Optoelectronics Investigations of Electron Dynamics in 2D-TMD Semiconductor Heterostructure Photocells: From Electron-Hole Pair Multiplication to Phonon Assisted Anti-Stokes Absorption

Abstract

Efficient electron-hole (e-h) pair multiplication could lead to highly sensitive photodetectors, electroluminescent emitters, and improved-efficiency photovoltaic devices. In this thesis, using advanced optoelectronic measurements, I discuss the discovery of highly efficient multiplication of interlayer electron-hole pairs at the interface of ultrathin tungsten diselenide / molybdenum diselenide integrated into fieldeffect heterojunction devices. Electronic transport measurements of the interlayer current-voltage characteristics indicate that interlayer electron-hole pairs are generated by hot electron impact excitation at temperatures near T = 300 K. By exploiting this highly efficient interlayer e-h pair multiplication process, we demonstrated near-infrared optoelectronic devices that exhibit 350% enhancement of the optoelectronic responsivity at microwatt power levels. We extend our nderstanding of these materials by conducting spatially and spectrally resolved imaging of the device photoresponse at low temperatures. Under carefully tuned experimental conditions, we observe phonon assisted anti-stokes absorption near the interlayer exciton edge of the van der Waals semiconductor heterostructure composed of tungsten diselenide and molybdenum diselenide.
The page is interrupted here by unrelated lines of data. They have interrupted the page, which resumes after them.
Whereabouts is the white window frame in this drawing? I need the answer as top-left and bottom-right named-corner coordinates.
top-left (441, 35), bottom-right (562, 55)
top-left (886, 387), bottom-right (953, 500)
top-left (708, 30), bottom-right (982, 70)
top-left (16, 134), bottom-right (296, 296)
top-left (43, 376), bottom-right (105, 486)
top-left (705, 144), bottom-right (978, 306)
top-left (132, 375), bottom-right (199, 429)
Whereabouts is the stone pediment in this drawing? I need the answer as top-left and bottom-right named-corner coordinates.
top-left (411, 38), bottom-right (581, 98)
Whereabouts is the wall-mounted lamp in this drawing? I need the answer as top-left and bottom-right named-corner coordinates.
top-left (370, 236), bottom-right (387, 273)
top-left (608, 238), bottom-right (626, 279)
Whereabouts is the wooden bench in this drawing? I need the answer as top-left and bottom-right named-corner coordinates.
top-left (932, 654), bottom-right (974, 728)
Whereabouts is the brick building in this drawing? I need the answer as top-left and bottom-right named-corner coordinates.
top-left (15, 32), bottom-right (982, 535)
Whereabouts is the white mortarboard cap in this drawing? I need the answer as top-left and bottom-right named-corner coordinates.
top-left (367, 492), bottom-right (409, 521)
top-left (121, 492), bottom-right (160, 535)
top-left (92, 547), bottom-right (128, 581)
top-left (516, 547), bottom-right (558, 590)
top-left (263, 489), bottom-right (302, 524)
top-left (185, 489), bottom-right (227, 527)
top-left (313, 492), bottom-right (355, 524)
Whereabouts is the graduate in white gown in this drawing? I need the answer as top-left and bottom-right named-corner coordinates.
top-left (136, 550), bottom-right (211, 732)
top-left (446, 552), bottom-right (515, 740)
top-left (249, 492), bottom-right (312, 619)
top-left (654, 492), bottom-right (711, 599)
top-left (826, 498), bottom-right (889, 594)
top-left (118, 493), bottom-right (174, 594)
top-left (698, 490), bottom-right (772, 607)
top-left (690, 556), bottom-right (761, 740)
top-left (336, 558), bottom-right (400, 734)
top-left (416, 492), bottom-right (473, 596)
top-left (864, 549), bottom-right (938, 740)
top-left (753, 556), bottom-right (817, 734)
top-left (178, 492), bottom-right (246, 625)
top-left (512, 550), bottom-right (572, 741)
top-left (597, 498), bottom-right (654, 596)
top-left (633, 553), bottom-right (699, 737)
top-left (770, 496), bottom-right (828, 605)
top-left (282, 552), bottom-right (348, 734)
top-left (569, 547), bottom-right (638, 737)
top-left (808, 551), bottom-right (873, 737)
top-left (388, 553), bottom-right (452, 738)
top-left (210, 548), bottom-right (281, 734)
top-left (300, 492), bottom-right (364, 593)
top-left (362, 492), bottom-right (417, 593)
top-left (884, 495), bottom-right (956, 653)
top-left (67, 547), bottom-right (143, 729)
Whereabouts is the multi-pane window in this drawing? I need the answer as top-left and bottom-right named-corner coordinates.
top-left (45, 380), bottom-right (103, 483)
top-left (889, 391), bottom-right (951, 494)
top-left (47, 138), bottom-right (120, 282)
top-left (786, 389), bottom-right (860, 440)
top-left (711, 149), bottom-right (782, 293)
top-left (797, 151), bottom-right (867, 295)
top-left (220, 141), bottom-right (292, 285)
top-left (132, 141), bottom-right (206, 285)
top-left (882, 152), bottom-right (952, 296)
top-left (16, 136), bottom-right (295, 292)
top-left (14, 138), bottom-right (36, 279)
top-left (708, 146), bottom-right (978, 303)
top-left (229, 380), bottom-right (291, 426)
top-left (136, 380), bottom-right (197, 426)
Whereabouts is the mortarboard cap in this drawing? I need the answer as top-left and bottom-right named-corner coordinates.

At low photon energies near 1 eV, we observed a strong photocurrent peak with several low energy echoes spaced by 30 meV below the fundamental absorption feature. We attribute this highly unusual absorption to high-harmonic anti-stokes absorption; The alignment of the exciton dipole moment to the atomic displacement of the out-of-plane optical phonon modes gives rise to resonant absorption features akin to vibronic transitions in molecules. The anti-stokes process is the first and most critical step toward laser cooling of atomic layer semiconductors. Moreover, it could enhance the efficiency of next generation photovoltaics, since it converts vibrational energy into electronic excitations using photons with energies that are lower than the band gap.